We tested our implementation on three sets of parameters, namely, “Musketeer Coarse” (at only two coarsest levels 5% randomizations are allowed), “Musketeer Fine” (at only two finest levels 5% randomizations are allowed), and “Musketeer All” (small 1% randomizations are allowed at all levels). The amount of edits for each set of parameters are controlled such that the number of randomizations in final generated graphs for each set of parameters are comparable. Because randomizations and editing are introduced at all levels, even very little changes at the coarse levels will result in significant changes at the finest level in generated synthetic graph.

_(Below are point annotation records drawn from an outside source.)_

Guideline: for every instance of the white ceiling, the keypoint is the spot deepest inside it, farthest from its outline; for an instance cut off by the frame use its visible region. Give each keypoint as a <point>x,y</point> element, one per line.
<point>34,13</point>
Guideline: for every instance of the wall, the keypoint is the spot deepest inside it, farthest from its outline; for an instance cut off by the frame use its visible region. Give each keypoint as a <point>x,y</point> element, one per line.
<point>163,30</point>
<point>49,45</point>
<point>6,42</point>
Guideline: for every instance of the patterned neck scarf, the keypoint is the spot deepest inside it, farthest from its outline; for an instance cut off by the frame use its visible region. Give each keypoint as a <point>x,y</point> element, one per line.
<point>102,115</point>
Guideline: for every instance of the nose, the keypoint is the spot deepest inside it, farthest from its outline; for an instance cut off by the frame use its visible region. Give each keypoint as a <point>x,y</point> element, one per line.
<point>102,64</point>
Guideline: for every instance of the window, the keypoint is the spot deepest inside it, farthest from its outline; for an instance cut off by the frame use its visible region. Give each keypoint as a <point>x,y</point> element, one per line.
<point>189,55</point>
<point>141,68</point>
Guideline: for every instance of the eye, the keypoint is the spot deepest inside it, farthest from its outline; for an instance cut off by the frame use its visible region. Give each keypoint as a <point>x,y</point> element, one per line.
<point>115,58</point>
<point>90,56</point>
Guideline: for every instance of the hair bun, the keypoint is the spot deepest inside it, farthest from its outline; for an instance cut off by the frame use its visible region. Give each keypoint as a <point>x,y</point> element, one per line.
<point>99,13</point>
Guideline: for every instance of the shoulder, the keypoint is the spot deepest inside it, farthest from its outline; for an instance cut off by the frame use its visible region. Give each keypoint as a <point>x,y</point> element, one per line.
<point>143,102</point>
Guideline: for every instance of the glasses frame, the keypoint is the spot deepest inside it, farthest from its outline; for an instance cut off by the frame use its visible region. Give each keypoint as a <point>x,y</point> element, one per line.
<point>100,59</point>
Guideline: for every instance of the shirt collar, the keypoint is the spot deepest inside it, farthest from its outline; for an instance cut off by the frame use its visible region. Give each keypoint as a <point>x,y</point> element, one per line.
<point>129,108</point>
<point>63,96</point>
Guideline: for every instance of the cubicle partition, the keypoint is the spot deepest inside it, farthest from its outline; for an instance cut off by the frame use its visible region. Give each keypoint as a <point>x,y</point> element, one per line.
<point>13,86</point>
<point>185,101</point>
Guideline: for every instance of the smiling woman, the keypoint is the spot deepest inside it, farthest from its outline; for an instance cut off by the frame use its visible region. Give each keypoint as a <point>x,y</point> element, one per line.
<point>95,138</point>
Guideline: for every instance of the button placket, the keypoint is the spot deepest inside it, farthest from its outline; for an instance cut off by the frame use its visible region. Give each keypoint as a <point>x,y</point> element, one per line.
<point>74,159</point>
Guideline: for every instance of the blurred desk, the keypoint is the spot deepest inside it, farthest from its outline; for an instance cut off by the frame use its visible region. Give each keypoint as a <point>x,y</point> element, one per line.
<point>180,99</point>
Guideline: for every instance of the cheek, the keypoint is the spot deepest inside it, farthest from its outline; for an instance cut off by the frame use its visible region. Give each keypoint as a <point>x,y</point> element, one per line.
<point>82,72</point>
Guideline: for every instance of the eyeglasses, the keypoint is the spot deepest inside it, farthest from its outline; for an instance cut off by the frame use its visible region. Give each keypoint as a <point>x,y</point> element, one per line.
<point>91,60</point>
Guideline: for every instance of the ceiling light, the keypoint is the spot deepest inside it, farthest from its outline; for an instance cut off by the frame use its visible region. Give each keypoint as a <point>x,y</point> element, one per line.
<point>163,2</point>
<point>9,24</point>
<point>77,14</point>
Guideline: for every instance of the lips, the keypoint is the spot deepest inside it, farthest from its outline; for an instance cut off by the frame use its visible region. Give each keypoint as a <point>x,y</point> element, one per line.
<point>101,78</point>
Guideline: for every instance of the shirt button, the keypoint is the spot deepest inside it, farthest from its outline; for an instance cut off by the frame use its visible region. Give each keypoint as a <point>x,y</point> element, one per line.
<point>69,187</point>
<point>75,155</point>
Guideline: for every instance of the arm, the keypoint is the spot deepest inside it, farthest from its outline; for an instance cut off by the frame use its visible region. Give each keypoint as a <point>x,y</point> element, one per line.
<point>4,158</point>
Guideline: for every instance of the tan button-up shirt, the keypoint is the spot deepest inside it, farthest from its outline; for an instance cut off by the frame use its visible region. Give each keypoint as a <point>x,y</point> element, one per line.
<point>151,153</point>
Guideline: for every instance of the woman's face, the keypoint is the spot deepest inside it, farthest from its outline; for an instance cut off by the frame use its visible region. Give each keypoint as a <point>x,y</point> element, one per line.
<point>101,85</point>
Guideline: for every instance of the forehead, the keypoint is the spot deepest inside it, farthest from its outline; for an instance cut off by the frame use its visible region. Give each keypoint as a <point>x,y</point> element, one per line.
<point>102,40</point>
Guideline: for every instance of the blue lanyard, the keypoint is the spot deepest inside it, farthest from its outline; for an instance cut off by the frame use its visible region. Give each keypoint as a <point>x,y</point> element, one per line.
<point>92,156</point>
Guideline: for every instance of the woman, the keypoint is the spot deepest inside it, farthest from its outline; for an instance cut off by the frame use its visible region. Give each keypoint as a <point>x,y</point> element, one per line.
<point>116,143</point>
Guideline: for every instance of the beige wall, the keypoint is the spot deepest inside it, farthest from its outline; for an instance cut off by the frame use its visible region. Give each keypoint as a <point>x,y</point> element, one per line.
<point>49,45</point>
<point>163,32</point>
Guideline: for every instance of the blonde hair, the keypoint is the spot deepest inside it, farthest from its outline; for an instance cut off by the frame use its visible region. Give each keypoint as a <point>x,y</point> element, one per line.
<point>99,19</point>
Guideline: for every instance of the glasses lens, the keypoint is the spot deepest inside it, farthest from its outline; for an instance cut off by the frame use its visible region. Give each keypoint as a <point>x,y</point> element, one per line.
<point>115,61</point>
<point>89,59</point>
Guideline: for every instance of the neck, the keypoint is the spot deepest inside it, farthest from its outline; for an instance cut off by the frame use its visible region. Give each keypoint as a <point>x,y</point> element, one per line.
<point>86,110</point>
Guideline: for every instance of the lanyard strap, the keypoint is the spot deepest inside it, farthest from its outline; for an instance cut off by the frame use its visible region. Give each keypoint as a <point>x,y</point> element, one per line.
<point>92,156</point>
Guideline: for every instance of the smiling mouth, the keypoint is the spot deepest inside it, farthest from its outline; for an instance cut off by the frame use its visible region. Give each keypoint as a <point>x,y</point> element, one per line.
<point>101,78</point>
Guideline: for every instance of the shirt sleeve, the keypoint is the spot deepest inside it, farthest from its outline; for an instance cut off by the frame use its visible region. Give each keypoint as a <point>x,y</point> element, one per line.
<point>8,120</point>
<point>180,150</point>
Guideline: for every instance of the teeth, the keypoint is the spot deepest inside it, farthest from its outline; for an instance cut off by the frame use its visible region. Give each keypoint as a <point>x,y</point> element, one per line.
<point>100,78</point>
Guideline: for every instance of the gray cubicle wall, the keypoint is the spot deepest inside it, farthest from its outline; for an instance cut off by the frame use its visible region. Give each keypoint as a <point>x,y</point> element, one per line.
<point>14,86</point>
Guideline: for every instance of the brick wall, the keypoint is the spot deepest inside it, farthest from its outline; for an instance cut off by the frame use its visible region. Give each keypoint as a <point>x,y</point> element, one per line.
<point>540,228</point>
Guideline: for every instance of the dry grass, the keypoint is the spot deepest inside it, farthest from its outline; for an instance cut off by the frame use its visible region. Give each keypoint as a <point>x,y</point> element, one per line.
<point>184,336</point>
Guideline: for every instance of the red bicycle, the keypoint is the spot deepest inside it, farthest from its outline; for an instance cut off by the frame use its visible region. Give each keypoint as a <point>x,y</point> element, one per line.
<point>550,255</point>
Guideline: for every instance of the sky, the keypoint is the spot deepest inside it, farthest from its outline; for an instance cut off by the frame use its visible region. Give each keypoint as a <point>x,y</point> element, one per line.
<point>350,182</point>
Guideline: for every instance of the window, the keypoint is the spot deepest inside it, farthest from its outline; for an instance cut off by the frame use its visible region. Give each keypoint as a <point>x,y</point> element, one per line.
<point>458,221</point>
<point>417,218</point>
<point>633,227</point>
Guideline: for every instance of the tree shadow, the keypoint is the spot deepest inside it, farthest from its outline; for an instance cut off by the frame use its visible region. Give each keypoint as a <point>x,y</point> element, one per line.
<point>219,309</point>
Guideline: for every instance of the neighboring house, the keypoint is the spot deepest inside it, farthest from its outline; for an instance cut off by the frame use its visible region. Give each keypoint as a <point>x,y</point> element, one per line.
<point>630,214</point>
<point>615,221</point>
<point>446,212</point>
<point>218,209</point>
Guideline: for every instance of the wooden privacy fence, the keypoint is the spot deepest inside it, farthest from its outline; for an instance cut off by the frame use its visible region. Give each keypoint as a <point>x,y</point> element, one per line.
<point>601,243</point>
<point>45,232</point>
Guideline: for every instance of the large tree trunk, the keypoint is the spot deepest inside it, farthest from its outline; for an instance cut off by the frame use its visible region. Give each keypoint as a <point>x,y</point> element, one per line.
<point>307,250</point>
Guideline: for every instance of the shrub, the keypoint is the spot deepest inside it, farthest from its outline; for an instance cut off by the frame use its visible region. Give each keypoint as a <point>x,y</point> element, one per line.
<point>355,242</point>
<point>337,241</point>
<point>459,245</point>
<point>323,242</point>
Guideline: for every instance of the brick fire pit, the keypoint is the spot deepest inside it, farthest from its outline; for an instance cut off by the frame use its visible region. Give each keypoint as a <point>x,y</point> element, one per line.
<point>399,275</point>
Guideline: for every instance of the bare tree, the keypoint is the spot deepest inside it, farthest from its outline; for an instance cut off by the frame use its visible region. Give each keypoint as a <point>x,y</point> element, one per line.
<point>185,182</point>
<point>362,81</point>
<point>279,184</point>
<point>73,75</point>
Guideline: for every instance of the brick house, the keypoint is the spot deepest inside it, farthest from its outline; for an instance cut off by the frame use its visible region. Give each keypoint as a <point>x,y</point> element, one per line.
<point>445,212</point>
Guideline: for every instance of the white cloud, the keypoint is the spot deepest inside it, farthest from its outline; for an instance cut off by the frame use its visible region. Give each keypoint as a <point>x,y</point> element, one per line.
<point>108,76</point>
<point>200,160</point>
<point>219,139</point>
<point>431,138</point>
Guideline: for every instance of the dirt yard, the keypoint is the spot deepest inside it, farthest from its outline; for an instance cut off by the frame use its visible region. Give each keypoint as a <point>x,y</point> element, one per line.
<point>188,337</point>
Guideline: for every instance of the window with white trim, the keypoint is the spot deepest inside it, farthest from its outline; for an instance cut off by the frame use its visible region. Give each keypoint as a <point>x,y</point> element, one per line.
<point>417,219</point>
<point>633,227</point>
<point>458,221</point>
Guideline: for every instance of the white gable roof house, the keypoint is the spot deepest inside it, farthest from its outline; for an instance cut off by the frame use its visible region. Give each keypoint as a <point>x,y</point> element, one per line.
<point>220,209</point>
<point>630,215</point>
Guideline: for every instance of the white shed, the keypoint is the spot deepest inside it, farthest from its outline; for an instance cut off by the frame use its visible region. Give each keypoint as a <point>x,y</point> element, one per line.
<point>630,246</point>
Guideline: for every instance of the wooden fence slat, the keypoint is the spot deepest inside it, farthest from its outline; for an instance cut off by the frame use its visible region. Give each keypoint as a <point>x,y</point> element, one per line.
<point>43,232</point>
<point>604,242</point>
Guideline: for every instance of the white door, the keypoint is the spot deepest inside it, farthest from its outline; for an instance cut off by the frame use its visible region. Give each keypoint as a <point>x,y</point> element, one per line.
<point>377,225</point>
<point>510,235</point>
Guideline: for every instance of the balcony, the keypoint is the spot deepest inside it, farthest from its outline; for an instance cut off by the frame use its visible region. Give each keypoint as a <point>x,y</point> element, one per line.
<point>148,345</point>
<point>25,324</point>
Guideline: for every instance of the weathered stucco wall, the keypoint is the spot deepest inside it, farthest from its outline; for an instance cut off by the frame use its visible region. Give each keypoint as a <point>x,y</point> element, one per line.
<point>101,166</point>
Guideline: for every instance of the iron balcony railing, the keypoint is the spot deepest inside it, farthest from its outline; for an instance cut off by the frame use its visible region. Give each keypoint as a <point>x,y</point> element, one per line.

We generated 30 network replicas for each network and compared the replicas with the original network based on the following metrics: number of nodes and edges, number of components, clustering coefficient, average degree, total degree-degree assortativity, average harmonic distance, modularity, pagerank and average betweenness centrality. We also compared our results with the existing generative models implemented in Staudt et al. (2014), namely, ReCoN, RMAT and BTER and stochastic Kronecker graphs by generating replicas of same input network. Since, these models do not necessarily generate planar network, we post-processed the generated networks to find the maximal planar subgraph of the replicas using OGDF library which uses edge removing technique, i.e., it adds one edge at a time while preserving planarity, if addition of the edge results in a non-planar graph then the edge is discarded thus generating a planar subgraph. We compared the generated planar graphs with the original graphs for the structural properties mentioned above. Clearly, one may argue that these generators were not developed to planar networks. We, however, note that these methods with planarization post-processing were chosen because there is no other acceptable solution to generate more or less realistically looking planar network that is similar to the original. As mentioned earlier, the available planar graph generators are generative models which either create specific classes of graphs with restricted values for minimum degree and connectivity (e.g., plantri and fullgen or Delaunay triangulation methods) or generate random realistic spatial networks based on give probability p (e.g., planar Erdos–Renyi, and spatial Watts-Strogatz generator). Other examples include domain specific generators for road networks (e.g., StreetGen) and power grid random networks that are not necessarily planar networks. To the best of our knowledge, there is no domain independent generator whose goal is to preserve similarity with the input network.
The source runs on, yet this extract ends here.